Dans ses travaux, Chomsky distingue 5 types de grammaires (dont 4 sont en fait couramment utilisés dans l’état de l’art) dans ce qu’il appelle la hiérarchie de Chomsky :

  • Les grammaires récursivement énumérables ou de type 0 dans la hiérarchie
  • Les grammaires contextuelles ou de type 1 dans la hiérarchie
  • Les grammaires non contextuelles ou de type 2 dans la hiérarchie
  • Les grammaires régulières ou de type 3 dans la hiérarchie

On parle de hiérarchie car tous les langages / grammaires d’un niveau x dans la hiérarchie sont également inclus dans les niveaux y de la hiérarchie où y<x (forme de pyramide comme l’illustre le schéma ci dessus). Ainsi, les grammaires non contextuelles sont aussi contextuelles (avec un contexte nul) et récursivement énumérables (si un mot appartient à un langage généré par une grammaire, on peut le déterminer en un temps fini) mais pas nécessairement régulières (dont les dérivations sont descriptibles par une expression régulière).
De manière simpliste, les langages naturels peuvent être traités en tant que non contextuels (type 2) même si cela n’est pas toujours vérifié.

A chaque type de grammaire / langage correspond des méthodes d'analyses particulières (valables donc aussi pour les niveaux plus élevés de la hiérarchie)

… puis vint l’analyse syntaxique

L’analyse syntaxique est le procédé visant à établir un arbre de dérivation entre une grammaire et une séquence de terminaux donnée (une dérivation si l’analyse est un succès). En d’autre terme, il s’agit de déterminer si la séquence est un dérivation de la grammaire.

L’arbre généré nous indique les différentes étapes de dérivation à appliquer à partir de l’axiome pour aboutir à la dérivation. Les schémas d’arbre réalisés dans le premier paragraphe sont des exemples d’arbres de dérivation.

On distingue deux types d’analyse : les premières sont du type analyse descendante ou top-down et visent à parvenir à la séquence de terminaux visée depuis l’axiome. Les secondes sont du type analyse montante ou bottom-up et visent à parvenir à l’axiome en partant de la séquence de terminaux visée.

Les analyses bottom-up sont intéressantes dans le sens où elles permettent plus facilement des analyses partielles que les top-down. C’est pourquoi dans des contextes peu rigoureux au niveau syntaxique, elles sont souvent préférées car elles renvoient toujours au moins un résultat partiel contrairement aux top-down qui ne peuvent qu’échouer dans la plupart des cas.
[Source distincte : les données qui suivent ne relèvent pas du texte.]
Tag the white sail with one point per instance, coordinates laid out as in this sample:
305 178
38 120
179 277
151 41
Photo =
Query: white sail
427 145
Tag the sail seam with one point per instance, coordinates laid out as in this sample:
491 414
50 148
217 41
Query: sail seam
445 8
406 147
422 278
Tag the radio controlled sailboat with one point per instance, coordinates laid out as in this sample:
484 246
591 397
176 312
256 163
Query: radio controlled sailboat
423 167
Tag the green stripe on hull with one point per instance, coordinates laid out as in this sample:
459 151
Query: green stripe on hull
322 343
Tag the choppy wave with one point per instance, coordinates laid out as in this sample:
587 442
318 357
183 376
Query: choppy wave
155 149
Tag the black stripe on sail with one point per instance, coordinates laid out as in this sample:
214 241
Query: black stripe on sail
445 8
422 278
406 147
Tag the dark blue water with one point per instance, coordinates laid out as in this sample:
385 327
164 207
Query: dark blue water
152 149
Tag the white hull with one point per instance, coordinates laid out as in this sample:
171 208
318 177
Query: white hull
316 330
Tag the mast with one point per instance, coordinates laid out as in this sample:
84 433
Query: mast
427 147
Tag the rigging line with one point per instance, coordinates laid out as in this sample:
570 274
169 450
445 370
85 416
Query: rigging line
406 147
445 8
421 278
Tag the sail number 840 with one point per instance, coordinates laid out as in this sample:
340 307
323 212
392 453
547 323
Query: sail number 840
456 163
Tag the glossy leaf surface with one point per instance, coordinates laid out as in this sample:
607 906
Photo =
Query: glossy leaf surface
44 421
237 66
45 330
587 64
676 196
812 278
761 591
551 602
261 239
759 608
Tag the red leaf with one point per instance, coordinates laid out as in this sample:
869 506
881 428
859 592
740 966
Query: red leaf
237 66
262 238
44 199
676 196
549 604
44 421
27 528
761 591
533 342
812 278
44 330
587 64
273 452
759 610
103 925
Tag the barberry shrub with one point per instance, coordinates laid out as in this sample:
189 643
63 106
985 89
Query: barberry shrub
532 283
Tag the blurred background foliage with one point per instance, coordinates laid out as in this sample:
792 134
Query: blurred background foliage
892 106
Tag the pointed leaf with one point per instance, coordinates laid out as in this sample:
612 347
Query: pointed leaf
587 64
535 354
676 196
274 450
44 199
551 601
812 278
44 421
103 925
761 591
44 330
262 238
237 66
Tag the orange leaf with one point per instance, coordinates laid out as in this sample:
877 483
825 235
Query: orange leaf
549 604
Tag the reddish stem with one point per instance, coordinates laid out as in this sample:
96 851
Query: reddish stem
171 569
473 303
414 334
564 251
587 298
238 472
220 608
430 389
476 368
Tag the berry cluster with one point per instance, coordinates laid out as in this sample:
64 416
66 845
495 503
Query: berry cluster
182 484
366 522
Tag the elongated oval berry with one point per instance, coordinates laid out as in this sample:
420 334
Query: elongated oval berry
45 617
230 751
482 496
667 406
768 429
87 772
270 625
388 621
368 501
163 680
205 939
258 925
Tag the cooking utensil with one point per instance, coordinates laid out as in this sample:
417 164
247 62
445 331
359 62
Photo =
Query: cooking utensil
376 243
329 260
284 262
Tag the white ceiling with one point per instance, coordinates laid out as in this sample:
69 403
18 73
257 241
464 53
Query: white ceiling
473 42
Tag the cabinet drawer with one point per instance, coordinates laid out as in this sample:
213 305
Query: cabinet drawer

Deux méthodes d’analyse servent de références dans le domaine des grammaires non contextuelles (type 2 et 3 de la hiérarchie) :

D’autres méthodes d’analyses existent également pour chacun des types de grammaire de la hiérarchie de Chomsky. Quelques exemples sont disponibles sur la page wikipédia consacrée à l’analyse syntaxique.

Perspectives

Je réalise en ce moment une étude sur les parseurs syntaxiques existants en licence open source ayant atteint un niveau “état de l’art”. Je pense donc réaliser un billet ultérieurement sur ces parseurs et leurs performances.